BGH- Urteile vom 20.2.2025 – I ZR 16/24; I ZR 17/24; I ZR 18/24

 

Sachverhalt:

Die Klägerin ist Teil der Birkenstock-Gruppe. Sie vertreibt verschiedene Sandalenmodelle. Die Beklagten bieten über das Internet ebenfalls Sandalen an oder stellen Sandalen als Lizenznehmer her.

Die Klägerin vertrat die Ansicht, dass es sich bei ihren Sandalenmodellen um urheberrechtlich geschützte Werke der angewandten Kunst handelt und die Produkte der Beklagten das an ihren Sandalenmodellen bestehende Urheberrecht verletzten. Sie klagte auf Unterlassung, Auskunft, Schadensersatz sowie Rückruf und Vernichtung der Sandalen in Anspruch genommen.

 

Entscheidung:

Das Landgericht gab den Klagen statt. Das Oberlandesgericht wies die Klagen dagegen ab und verneinte einen urheberrechtlichen Schutz der Sandalenmodelle der Klägerin als Werke der angewandten Kunst.

Der deutsche BGH hat heute über den Urheberrechtsschutz von Birkenstock-Sandalen entschieden und gab den Revisionen der Klägerin nicht Folge.

Der BGH befand die geltend gemachten Ansprüche als unbegründet, weil die Sandalenmodelle der Klägerin keine nach § 2 Abs. 1 Nr. 4, Abs. 2 dUrhG urheberrechtlich geschützten Werke der angewandten Kunst sind.

Das Oberlandesgericht sei mit Recht davon ausgegangen, dass Urheberrechtsschutz voraussetzt, dass ein gestalterischer Freiraum besteht und in künstlerischer Weise genutzt worden ist. Ein freies und kreatives Schaffen ist ausgeschlossen, soweit technische Erfordernisse, Regeln oder andere Zwänge die Gestaltung bestimmen.

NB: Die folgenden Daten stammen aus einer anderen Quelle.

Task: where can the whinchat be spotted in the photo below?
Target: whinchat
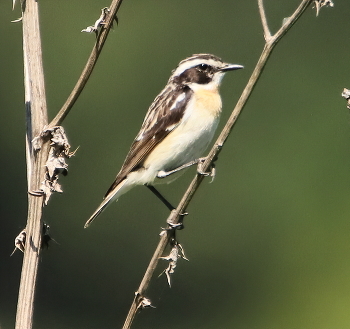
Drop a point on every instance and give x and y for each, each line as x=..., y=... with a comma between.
x=177, y=129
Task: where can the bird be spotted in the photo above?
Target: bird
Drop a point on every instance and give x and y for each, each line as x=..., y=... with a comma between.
x=178, y=127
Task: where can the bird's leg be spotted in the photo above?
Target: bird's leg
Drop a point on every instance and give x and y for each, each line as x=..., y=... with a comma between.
x=163, y=174
x=180, y=225
x=211, y=172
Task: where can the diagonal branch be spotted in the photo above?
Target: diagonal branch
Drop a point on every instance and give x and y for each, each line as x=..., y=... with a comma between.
x=91, y=62
x=213, y=154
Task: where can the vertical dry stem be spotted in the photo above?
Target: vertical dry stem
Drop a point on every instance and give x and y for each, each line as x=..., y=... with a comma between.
x=36, y=112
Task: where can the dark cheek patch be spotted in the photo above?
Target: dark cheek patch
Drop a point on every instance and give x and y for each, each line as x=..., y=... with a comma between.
x=194, y=75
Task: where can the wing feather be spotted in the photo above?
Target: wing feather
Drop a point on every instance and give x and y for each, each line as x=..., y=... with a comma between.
x=162, y=117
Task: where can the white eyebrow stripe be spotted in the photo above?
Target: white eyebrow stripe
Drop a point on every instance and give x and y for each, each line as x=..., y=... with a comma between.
x=191, y=63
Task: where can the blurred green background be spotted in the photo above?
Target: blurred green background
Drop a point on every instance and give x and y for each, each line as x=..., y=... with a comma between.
x=268, y=241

Für den urheberrechtlichen Schutz eines Werks der angewandten Kunst ist – wie für alle anderen Werkarten auch – eine nicht zu geringe Gestaltungshöhe zu fordern. Das rein handwerkliche Schaffen unter Verwendung formaler Gestaltungselemente ist dem Urheberrechtsschutz nicht zugänglich. Für den Urheberrechtsschutz muss vielmehr ein Grad an Gestaltungshöhe erreicht werden, der Individualität erkennen lässt. Wer urheberrechtlichen Schutz beansprucht, trägt die Darlegungslast für das Vorliegen dieser Voraussetzungen.

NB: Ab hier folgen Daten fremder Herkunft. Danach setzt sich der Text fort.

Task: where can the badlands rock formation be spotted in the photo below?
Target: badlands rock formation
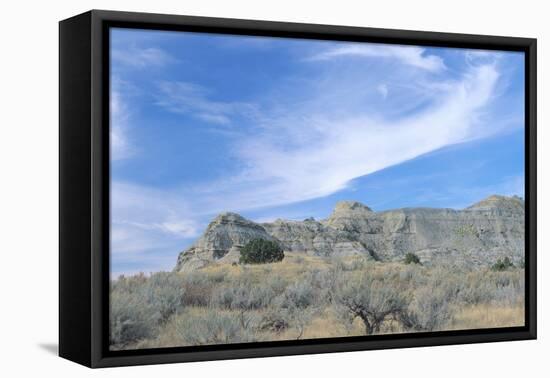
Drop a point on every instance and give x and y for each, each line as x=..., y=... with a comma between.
x=475, y=236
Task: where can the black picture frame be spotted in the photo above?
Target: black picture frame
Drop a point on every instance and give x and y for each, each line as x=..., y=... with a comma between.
x=84, y=187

Das Oberlandesgericht hatte sich mit sämtlichen Gestaltungsmerkmalen auseinandergesetzt und ist zu dem Ergebnis gelangt, dass nicht festgestellt werden kann, dass der bestehende Gestaltungsspielraum in einem Maße künstlerisch ausgeschöpft worden ist, das den Sandalenmodellen der Klägerin urheberrechtlichen Schutz verleiht.